# Capstone project - HealthCare Fraud Detection : Support Vector Machine Models

In [9]:
import pandas as pd
import numpy as np
import seaborn as sns
import matplotlib.pyplot as plt
from sklearnex import patch_sklearn 
patch_sklearn()
from sklearn import preprocessing
from sklearn.svm import LinearSVC,SVC
from sklearn.model_selection import train_test_split,\
StratifiedKFold, cross_val_score, RandomizedSearchCV
from yellowbrick.classifier import confusion_matrix, classification_report, ROCAUC
from yellowbrick.model_selection import CVScores
from cp_clean_helper import show_values
from LGR_helper import std_num_cols, rb_scale_cols, model_results, get_confusion_matrix
plt.style.use('ggplot')
import warnings
warnings.filterwarnings("ignore")
pd.set_option('display.max_columns', 100)

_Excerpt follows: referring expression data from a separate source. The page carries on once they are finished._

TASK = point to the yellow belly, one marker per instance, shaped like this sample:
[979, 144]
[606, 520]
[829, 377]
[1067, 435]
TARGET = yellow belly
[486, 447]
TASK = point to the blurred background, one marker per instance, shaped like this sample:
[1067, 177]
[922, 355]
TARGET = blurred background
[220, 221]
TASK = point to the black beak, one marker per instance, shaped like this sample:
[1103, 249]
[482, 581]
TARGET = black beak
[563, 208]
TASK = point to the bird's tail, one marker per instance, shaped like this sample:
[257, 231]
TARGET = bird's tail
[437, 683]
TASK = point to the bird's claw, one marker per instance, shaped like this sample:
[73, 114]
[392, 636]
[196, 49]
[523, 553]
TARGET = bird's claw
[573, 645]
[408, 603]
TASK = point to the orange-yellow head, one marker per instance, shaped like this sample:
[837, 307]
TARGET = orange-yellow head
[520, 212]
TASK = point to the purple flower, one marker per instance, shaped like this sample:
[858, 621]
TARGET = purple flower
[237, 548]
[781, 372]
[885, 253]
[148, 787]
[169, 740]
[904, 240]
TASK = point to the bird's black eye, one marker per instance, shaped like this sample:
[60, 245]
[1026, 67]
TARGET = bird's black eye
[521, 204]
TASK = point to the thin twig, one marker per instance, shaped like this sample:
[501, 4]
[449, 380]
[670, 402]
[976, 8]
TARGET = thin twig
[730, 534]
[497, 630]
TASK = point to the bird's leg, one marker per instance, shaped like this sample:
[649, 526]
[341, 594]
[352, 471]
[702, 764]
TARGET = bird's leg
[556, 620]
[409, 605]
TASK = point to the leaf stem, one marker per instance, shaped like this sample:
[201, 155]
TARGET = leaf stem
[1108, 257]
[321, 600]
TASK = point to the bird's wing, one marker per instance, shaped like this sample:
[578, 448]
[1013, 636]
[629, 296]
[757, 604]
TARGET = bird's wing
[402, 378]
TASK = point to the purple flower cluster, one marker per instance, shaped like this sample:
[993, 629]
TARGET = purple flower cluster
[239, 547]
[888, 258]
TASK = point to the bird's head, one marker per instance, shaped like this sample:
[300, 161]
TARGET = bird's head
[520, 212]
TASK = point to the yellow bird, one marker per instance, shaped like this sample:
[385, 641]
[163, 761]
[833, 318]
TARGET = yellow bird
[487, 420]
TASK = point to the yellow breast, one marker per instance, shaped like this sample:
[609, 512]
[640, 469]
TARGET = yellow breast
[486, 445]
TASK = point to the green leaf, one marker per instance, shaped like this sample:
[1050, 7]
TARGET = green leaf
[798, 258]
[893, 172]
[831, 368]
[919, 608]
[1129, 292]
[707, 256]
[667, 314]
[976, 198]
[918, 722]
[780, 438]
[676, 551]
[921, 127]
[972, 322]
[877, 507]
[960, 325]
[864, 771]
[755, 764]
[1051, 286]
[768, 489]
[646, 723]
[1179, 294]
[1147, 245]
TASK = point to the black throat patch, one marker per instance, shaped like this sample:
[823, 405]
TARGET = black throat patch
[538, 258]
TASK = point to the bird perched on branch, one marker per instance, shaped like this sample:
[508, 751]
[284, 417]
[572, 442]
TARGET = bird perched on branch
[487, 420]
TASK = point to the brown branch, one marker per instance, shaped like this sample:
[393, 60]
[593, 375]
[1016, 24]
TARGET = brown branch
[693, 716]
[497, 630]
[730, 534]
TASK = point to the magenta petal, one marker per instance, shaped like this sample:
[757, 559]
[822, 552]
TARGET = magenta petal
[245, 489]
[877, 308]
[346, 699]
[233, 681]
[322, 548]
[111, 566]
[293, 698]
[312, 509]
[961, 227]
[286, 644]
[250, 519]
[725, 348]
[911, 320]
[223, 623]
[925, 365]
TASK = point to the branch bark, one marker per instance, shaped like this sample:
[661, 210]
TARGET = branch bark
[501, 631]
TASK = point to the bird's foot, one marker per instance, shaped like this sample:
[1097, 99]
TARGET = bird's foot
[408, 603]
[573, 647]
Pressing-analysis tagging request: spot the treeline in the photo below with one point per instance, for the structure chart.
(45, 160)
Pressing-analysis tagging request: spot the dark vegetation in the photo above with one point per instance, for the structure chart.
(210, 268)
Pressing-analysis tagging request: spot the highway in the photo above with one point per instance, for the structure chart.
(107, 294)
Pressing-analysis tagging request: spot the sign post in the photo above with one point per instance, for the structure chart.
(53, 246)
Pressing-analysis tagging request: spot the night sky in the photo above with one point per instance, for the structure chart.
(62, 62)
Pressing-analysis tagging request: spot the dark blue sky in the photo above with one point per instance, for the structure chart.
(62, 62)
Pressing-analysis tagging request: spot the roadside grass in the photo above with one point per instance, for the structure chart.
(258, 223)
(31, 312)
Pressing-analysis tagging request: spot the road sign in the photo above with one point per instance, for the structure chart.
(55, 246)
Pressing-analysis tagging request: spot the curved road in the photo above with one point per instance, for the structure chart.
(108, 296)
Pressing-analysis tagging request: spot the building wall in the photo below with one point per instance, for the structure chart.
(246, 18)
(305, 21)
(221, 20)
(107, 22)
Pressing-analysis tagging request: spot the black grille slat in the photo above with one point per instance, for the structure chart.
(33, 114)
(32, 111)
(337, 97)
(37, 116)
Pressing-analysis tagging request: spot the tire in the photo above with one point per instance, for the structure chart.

Intel(R) Extension for Scikit-learn* enabled (https://github.com/intel/scikit-learn-intelex)


### # Loading datasets, and looking at shapes:-

In [2]:
# Loading train-test 70:30 split (SMOTE and BorderlineSMOTE) datasets
# For these same columns have been drooped as done for the LGR model

trainX_SM = pd.read_csv("trainX_SM.csv",index_col=0)
trainY_SM = pd.read_csv("trainY_SM.csv",index_col=0)
testX_SM = pd.read_csv("testX_SM.csv",index_col=0)
testY_SM = pd.read_csv("testY_SM.csv",index_col=0)

trainX_BSM = pd.read_csv("trainX_BSM.csv",index_col=0)
trainY_BSM = pd.read_csv("trainY_BSM.csv",index_col=0)
testX_BSM = pd.read_csv("testX_BSM.csv",index_col=0)
testY_BSM = pd.read_csv("testY_BSM.csv",index_col=0)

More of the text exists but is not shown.